Q: Why did you decide to make inroads into interior Sindh through Jiye Sindh?
A: The common factor is the class and the philosophy. Our survey of interior Sindh revealed that though the voters are still with the PPP, their sentiments are with Jiye Sindh. Though we differ with their strategy and extremism, the fact remains that they too are struggling against feudalism and the feudal structure. This makes them our common ally. However, for the record, our first political agreement was with the PPP in 1988 when we shared power in the PPP government. We are still ready for such cooperation, but it’s high time that both the PPP and PML (Nawaz) review their policy towards the establishment and stop supporting a strong federation.
Q: Why did the Jiye Sindh Qaumi Mahaz (JSQM) refuse to accept tickets?
A: It’s part of JSQM politics but their President, Bashir Qureshi, has announced that its workers will vote for MQM candidates.
Q: Is your party under pressure from the establishment to join the alleged ‘king’s party’?
A: It’s not the kind of pressure we had faced in the past, but certainly we have been told, in the form of an “advisory note.”
Q: Is there a possibility of the revival of the PPP-MQM relationship?
A: I am really surprised why the PPP leadership, PPP being the bigger party, never bothered to consider this. Both Benazir Bhutto and Altaf Hussain are in London. Both are from Sindh, and the PPP is presently passing through difficult times. This was the time for her to have contacted Altaf bhai . We have had a bitter experience with Nawaz Sharif as well, but when his government was removed, Altaf bhai was the first leader he contacted and admitted to his political mistakes. The PPP was the least interested party when we left the ARD. This kind of attitude will not heal wounds. We, too, are ready to accept our mistakes, but the PPP must review its relationship with the establishment.

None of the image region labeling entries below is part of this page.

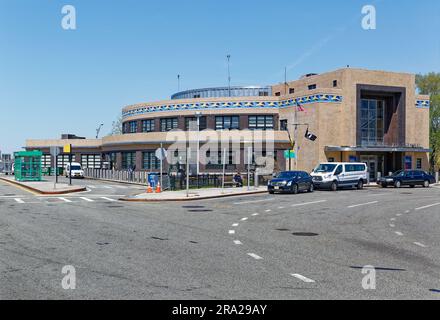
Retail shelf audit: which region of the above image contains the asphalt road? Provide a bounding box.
[0,180,440,299]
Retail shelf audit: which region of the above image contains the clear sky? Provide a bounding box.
[0,0,440,152]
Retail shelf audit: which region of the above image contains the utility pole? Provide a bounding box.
[226,54,231,97]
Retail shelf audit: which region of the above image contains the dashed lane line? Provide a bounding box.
[347,201,379,209]
[290,273,316,283]
[414,202,440,211]
[413,242,426,248]
[248,252,263,260]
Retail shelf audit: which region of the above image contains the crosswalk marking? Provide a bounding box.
[101,197,118,201]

Q: Do you agree with Benazir Bhutto’s disqualification in the elections?
A: The MQM is against the government policy of double standards. How can one candidate be accepted and another rejected on the same grounds. On the one hand, Asif Ali Zardari is in jail for the last six years and, on the other, Nawaz Sharif and his family members were given a ‘red carpet exit.’ We are also opposed to the constitutional amendments made by General Musharraf.

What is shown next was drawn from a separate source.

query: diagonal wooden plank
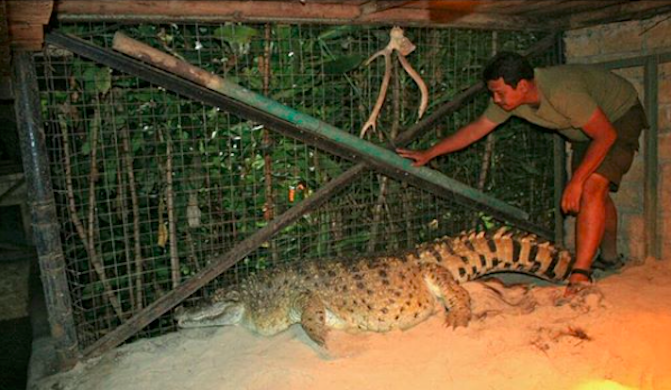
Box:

Q: What kind of system does the MQM really want?
A: The difference between us and other mainstream parties is that we believe that the centre should only have subjects like defence, foreign affairs, finance and, to some extent, communication, the rest should be transferred to the provinces. The MQM wants a curative treatment of all the ailments afflicting the body politic of Pakistan, which needs radical changes. That prescription alone can provide stability and internal strength.

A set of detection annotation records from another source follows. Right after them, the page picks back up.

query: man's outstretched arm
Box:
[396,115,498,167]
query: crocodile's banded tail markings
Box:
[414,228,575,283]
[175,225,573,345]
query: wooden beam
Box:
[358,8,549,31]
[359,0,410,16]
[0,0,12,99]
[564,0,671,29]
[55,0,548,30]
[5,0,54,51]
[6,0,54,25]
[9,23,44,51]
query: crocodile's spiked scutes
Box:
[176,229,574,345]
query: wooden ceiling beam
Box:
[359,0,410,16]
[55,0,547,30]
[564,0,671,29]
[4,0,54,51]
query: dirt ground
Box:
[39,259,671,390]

Q: Do you think the Pakistani establishment will accept this demand?
A: We have already lost one part of the country because of the establishment’s failure to go for curative treatment. If they continue with the same policy, the consequences can be dangerous for the country.
Q: MQM has been the second largest group in the Sindh Assembly since 1988. If you win a majority, will you go for the top slot of the province?
A: The MQM, on one or two occasions, has laid claim to the chief ministership of Sindh, so it should not be surprising if the MQM makes a rightful claim again. There is no constitutional bar that a man from urban Sindh cannot become the chief minister. I don’t think the people of interior Sindh will react adversely if this happens. If given a chance, we will bring about a revolution in the development of rural Sindh, which no party has done in the past.
Q: There have been allegations that MQM chief Altaf Hussain has accepted money from Yusuf Haroon. The latter has also confirmed this, according to senior columnist Ardeshir Cowasjee. Is this true?
A: No. Neither Altaf Hussain or any other leader of the MQM has accepted money from Mr. Yusuf Haroon or anyone else. We are on record denying this allegation. These allegations came in reference to the petition filed by Asghar Khan in the Supreme Court on the role of the ISI. We want this petition to be heard as it will unveil many things. We demand that all those who had taken money should be disqualified from contesting elections. At the same time, those who had provided this money should also be punished.